Matteo ed Enrico, Elisa e Silvia, quattro ragazzi dalle storie diverse che incrociano i loro destini in una discoteca, sono i protagonisti del romanzo di esordio di Gabriele Santoni, Aut Aut (Giulio Perrone Editore, 2012). Matteo, a cui è riservata la parte più importante all’interno del romanzo, è un ragazzo riflessivo e maturo, laureato in Scienze Politiche deve fare i conti con il difficile percorso destinato ai giovani degli anni Duemila in un mondo professionale e lavorativo chiuso, limitato, poco meritocratico e frustrante. Potrà contare sull’aiuto gratuito di Enrico, il più giovane assessore della capitale, volitivo e addentro ai meccanismi del potere, sebbene travesta questo suo essere “intrallazzino” con il velo dell’altruismo e del buonismo. Sul versante femminile una dicotomia ancora più forte e sottolineata, anche se dai toni prettamente maschili: Elisa ha una passione concreta e facilmente realizzabile grazie all’aiuto economico dei genitori, mentre Silvia è svampita e seduttiva, abituata alla ribalta facile della bellezza concessa e sprecata. Tra Enrico e Silvia l’intesa sarà immediata e consumata, mentre tra Matteo ed Elisa si instaurerà un rapporto più intenso, complesso e complicato. Santoni inserisce la storia dei quattro ragazzi in un quadro più ampio, che parte dall’omicidio di Marta Russo all’università La Sapienza di Roma, passa per un lavoro precario presso un call-center arrivando fino ad un posto a tempo indeterminato in un Residence per lavoratori immigrati, al di sotto dei titoli che il ragazzo può vantare, per giungere ai colloqui di una grande società, collusa con il potere e per la quale le assunzioni sono imposte, piuttosto che basate sulla realtà dei fatti. Spunti ciascuno con il suo centro di interesse in problemi tangibili e reali del nostro paese, problemi ineludibili per chi si affacci nel mondo del lavoro, che però non sempre lo scrittore riesce a gestire con unità d’intenti rispetto alla narrazione principale. Ad esempio la parentesi di Matteo nel call center appare del tutto avulsa dalla storia portante, ricalca clichè già abusati soprattutto a livello cinematografico e non segna nessun reale snodo per il proseguo della vita del protagonista.

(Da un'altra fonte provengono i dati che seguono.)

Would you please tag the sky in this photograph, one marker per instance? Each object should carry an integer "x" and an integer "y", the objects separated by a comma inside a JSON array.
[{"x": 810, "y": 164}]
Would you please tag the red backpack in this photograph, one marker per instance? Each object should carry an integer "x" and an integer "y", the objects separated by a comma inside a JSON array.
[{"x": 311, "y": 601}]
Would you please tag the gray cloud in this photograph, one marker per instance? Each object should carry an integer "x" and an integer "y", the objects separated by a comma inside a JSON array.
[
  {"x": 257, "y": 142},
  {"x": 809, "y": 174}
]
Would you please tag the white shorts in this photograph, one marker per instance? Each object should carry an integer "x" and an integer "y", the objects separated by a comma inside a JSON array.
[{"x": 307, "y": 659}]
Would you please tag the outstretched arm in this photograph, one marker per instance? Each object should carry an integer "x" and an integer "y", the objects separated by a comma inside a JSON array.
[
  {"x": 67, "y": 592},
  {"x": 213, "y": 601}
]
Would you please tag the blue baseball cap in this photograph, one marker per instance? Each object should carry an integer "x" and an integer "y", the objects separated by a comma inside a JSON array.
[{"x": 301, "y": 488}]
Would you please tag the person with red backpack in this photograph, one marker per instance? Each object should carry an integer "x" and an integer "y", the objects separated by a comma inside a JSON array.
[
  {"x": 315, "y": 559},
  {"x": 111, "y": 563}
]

Grande spazio Santoni offre alle scelte di Matteo in campo professionale, sia nel riflettere sul lavoro presso il Residence, tra il vantaggio del posto a tempo indeterminato e la frustrazione di un lavoro senza nessuna soddisfazione intellettuale, sia nella scelta sofferta a livello emotivo dei compromessi che il giovane dovrebbe affrontare se accettasse il gratificante lavoro presso la grande società con cui l’ha messo in contatto Enrico. Compromessi resi difficili e inaccettabili dall’eredità paterna, dalla cultura comunista in cui è stato allevato e di cui il padre gli ha lasciato il testimone. La figura del padre di Matteo è tra le più riuscite del romanzo, paradossalmente attraverso l’assenza e la scomparsa. Il rapporto tra padre e figlio, che è indagato in tutta la sua complessità, permea il racconto della vicenda di Matteo e si sovrappone, a tratti in maniera meccanica, a quella di un altro personaggio del libro, alter ego di Matteo, che rappresenta i lati più svantaggiati della generazione in esame: Sànyi.

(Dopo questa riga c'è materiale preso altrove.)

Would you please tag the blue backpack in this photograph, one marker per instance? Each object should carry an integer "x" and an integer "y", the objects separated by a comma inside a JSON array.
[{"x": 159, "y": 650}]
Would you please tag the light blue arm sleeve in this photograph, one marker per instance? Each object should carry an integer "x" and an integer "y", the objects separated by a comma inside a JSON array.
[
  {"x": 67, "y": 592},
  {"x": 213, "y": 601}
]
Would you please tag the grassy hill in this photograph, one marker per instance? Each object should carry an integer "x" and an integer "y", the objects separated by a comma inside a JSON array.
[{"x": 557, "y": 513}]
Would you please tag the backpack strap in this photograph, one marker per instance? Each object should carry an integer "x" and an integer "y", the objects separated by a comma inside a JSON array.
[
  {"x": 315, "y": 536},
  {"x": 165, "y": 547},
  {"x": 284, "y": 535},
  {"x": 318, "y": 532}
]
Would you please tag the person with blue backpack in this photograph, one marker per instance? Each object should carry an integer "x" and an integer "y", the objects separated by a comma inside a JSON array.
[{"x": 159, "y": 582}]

Sarà proprio dal confrontarsi con Sànyi e con la sua tragica, ma libertaria scelta finale, che Matteo capirà profondamente il valore della coscienza e l’importanza di rimanere fedele a se stesso.

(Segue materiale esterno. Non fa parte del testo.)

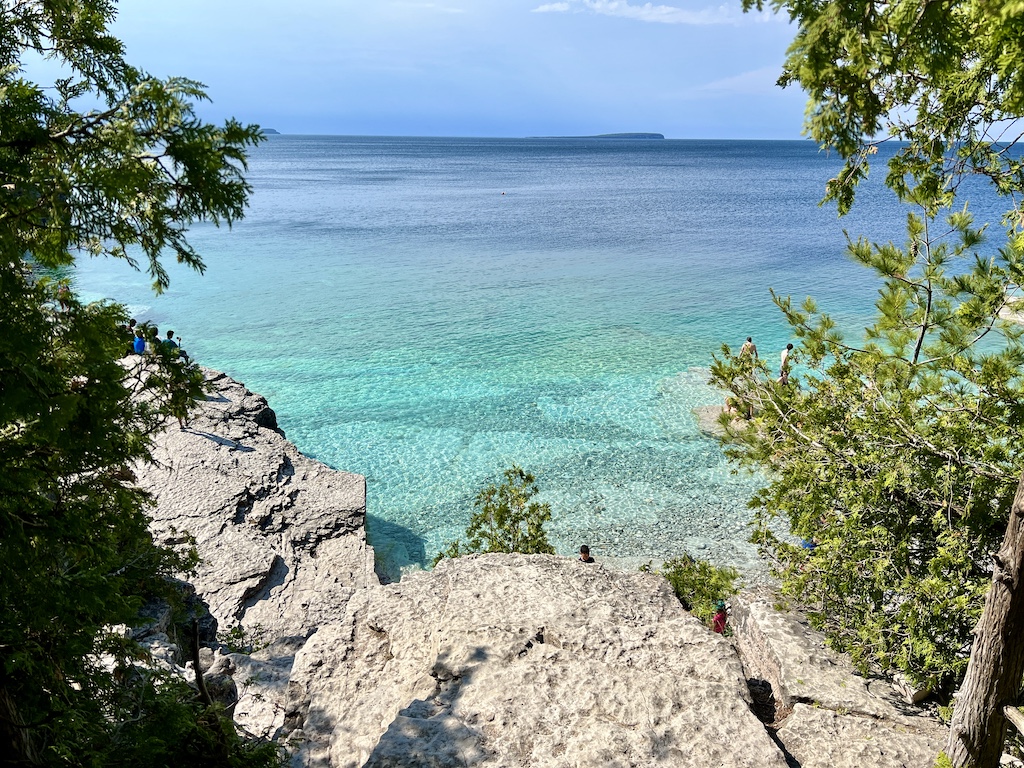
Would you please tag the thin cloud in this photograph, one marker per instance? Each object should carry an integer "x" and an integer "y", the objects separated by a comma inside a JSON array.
[
  {"x": 656, "y": 13},
  {"x": 748, "y": 83}
]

Avrei potuto esserci anch’io quel giorno accanto a Matteo, quando fu uccisa Marta Russo, anche io come lui mi sono trovata davanti a scelte lavorative che andavano soppesate con acribia, spesso superiore all’età e all’esperienza che possedevo al momento, come Matteo ho sentito il peso delle aspettative dei miei genitori, desiderando la semplicità di potermi accontentare del “posto fisso”, anche se al di sotto del mio curriculum e del mio percorso di studi. Come me, probabilmente, in tanti ritroveranno in Matteo uno spicchio della loro esperienza, che Santoni riesce a raccontare senza tante pretese intellettualistiche, in una prosa scorrevole e piana, anche se non ancora matura.